Most of electronics assembly is achieved in non-mechanical bonding processes: lamination, plating, soldering, underfill, encapsulation, and so on. Even mechanical joining — such as board-to-board connectors — is based in one or more material-based interconnect. I promised a review of a materials-focused text in the blog post, New Materials for an Evolving Industry, and Michael Pfeifer's text delivers the well-rounded, prototype-to-production viewpoint of materials usage we were looking for.
Pfeifer’s new text book, Materials Enabled Designs: The Materials Engineering Perspective to Product Design and Manufacturing, published by Butterworth-Heinemann, an imprint of Elsevier, covers design, materials, manufacturing processes, reliability, quality and process control, yield, and cost management with materials as the focus. Engineers should “better understand the risks and rewards associated with…materials used in a product; the manufacturing processes used to produce the product; and the suppliers of materials, components, and subassemblies used in a product,” Pfeifer asserts.
The book also has sections focused on total product design practices and smart operating procedures, which requires most companies to specify components without strict controls over all materials used. Pfeifer offers these tips:
“Start with materials that offer a high probability of success. Do not consider the entire world of materials, components, and subassemblies for use in a product. Work out all details of a strategic custom component or subassembly before using a low-cost supplier. Consolidate materials within and across product platforms. Develop design guidelines. Include a budget for materials engineering support.”

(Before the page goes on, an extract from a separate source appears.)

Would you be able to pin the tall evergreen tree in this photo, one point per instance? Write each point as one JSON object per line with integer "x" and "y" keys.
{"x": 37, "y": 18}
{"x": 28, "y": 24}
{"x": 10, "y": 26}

Flow charts and matrices throughout the chapters are visual prompts to readers, asking them to consider product design with discipline and constructive creativity.
While a large portion of the text is devoted to material properties and materials science, the theme throughout is about perspective. The reader should emerge with a stronger background in properties of solders, surface finishes, etc., and — more importantly — with a concept of the role materials play in a product’s success, from design to sourcing to manufacturing and test. As Pfeifer states, poor understanding of materials science can lead to “delayed product launch, field failures, poor customer satisfaction, and poor sales.” He encourages “understanding the relationship between the properties of a material, its compositions, its microscopic structures, and how it was processed.” For example, a high-volume assembly may be dense and small with high computing power, but if the solder specified is easily degraded by the print process, frequent downtime at the printer will kill expected yields. Materials ignorance can be costly.
The text is available from Elsevier. Pfeifer is president of Industrial Metallurgists LLC. He wrote the book based on materials compiled for a Manufacturing and Design Engineering (MaDE) program course at Northwestern University.